Con l'esterno nessun rapporto. Finché non vedo accanto, a me un camice verde: era il cappellano dell'ospedale, che veniva per pochi secondi a darmi un saluto: «Il suo amico sacerdote mi ha detto di fare solo così», ed alza il pollice della mano. « Ho capito », gli dico con l'unico sorriso che mi riuscì di fare, nel tempo di permanenza in camera di rianimazione. Non ero solo...

Due giorni dopo mi ricondussero nel reparto, e fu come una liberazione. In camera trovai mio fratello, pure lui sacerdote e appena arrivato dall'Italia, che mi porge un biglietto: il card. Ballestrero, da pochi giorni arcivescovo di Torino, mi mandava i suoi auguri e la sua benedizione. Ne fui felicissimo, scorgendovi un segno della predilezione di quel Dio Padre a cui mi ero offerto.

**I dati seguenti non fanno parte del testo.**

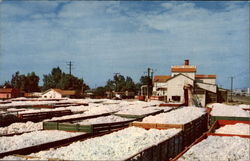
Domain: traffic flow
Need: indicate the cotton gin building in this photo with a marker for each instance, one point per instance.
(184, 86)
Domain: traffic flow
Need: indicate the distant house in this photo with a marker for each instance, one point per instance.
(58, 93)
(33, 95)
(185, 86)
(6, 93)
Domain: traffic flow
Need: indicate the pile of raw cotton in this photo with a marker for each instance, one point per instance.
(138, 111)
(33, 138)
(238, 129)
(227, 110)
(219, 148)
(115, 146)
(101, 120)
(21, 127)
(179, 116)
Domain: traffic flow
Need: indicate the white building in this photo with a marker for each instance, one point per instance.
(58, 93)
(185, 86)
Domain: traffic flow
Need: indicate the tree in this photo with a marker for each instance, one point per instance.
(100, 91)
(120, 84)
(27, 83)
(59, 79)
(130, 85)
(31, 82)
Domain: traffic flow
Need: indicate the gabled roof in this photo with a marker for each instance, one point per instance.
(6, 90)
(161, 78)
(178, 69)
(183, 68)
(179, 75)
(62, 92)
(202, 76)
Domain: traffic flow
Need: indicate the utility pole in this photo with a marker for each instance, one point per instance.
(232, 78)
(70, 64)
(148, 82)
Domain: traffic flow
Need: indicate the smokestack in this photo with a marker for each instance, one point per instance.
(186, 62)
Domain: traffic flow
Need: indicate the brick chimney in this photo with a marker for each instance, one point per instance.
(186, 62)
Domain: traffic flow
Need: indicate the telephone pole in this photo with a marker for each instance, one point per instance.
(70, 64)
(232, 78)
(149, 82)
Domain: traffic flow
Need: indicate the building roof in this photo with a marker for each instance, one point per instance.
(63, 92)
(183, 68)
(201, 76)
(161, 78)
(8, 90)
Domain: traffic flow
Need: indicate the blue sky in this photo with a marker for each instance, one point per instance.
(102, 38)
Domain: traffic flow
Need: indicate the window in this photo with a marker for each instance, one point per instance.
(176, 98)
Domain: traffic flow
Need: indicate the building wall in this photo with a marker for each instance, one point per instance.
(5, 95)
(159, 92)
(189, 74)
(207, 80)
(202, 99)
(211, 88)
(52, 94)
(175, 87)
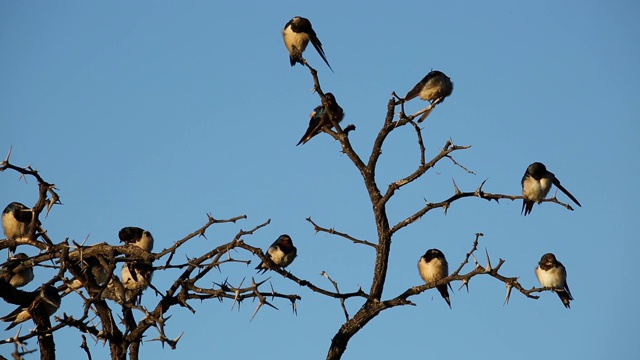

Aver lasciato la camera di rianimazione non voleva dire esser fuori pericolo. Mi era giunta l'eco di tanti che, in quei giorni, pregavano per me; mio fratello mi aveva assicurato la preghiera anche dei suoi parrocchiani. E fu allora che mi accorsi di come, tutto intento a viver meglio possibile il mio stato di malato, non avessi mai chiesto il dono della guarigione, e me ne vergognai un po'. Provai anch'io a chiedere questa grazia, per essere unito agli altri in questa intenzione: ma lo feci solo poche volte. La compagnia di Gesù crocifisso e abbandonato, fattosi Sposo della mia vita, mi riempiva, mi appagava: in Lui trovavo tutto l'Amore di Dio.

 

II « santuario » d'un incontro indimenticabile

 

Ben presto potetti lasciare il letto e muovere i primi passi, con l'aiuto del fisioterapista; non molto tempo ancora, e fui nuovamente autonomo nei movimenti per il reparto. Nell'ospedale c'erano altri inalati venuti dall'Italia e, com'è comprensibile, l’amicizia con loro fu subito facile. E mi sentivo dire da molti «Venga a trovarmi più spesso, la sua compagnia mi solleva, quella dei parenti mi stanca». C'è stato anche chi ha voluto farsi accompagnare da me fin sulla soglia della sala operatoria, non da altri. E nei casi - abbastanza frequenti - in cui il malato si lascia prendere da crisi depressiva, il dottore o la caposala sapevano cosa fare: « Chiamate il prete italiano »...

Anche col personale sanitario s'instauravano, tra una cura e l'altra, rapporti profondi: l'infermiera separata dal marito, il medico iscritto alla massoneria, la ragazza diciannovenne con i suoi problemi col fidanzato... Tutte persone che da anni non avevano rapporto con la Chiesa. E così mi trovai a riscoprire in una nuova.dimensione - e con frutti nuovi – quell'« apostolato » che, causa malattia, avevo dovuto mettere da parte.

Dopo due mesi di permanenza fui dimesso dall'ospedale, e feci ritorno in Italia. Tre mesi di riposo, e riprendevo il mio posto in parrocchia.

Erano passate poche settimane. Una sera mi sento triste. Don Osvaldo, il sacerdote che vive con me, se ne accorge: « Qualcosa che non va? ». « No, no, va tutto bene - gli rispondo - ho solo un po' di... nostalgia d'ospedale! »...

Sono passati da allora quasi sette anni. Ogni anno torno in Francia dal mio cardiologo per una visita di controllo; e lui sempre mi conferma, finora, che i buoni risultati ottenuti con l'operazione si mantengono. A volte mi vien da pensare che potrei fare a meno di andare fin là, mentre anche a Torino ci sono bravi cardiologi: ma quella visita di controllo annuale a Lione è in realtà il pretesto per poter tornare. E ogni volta per prima cosa passo in cappella a ringraziare Gesù. Quell'ospedale è per me come il mio « santuario », dove Lui più intensamente e apertamente, nel dolore, mi si è manifestato gaudio, pace, libertà... mi si è manifestato Amore.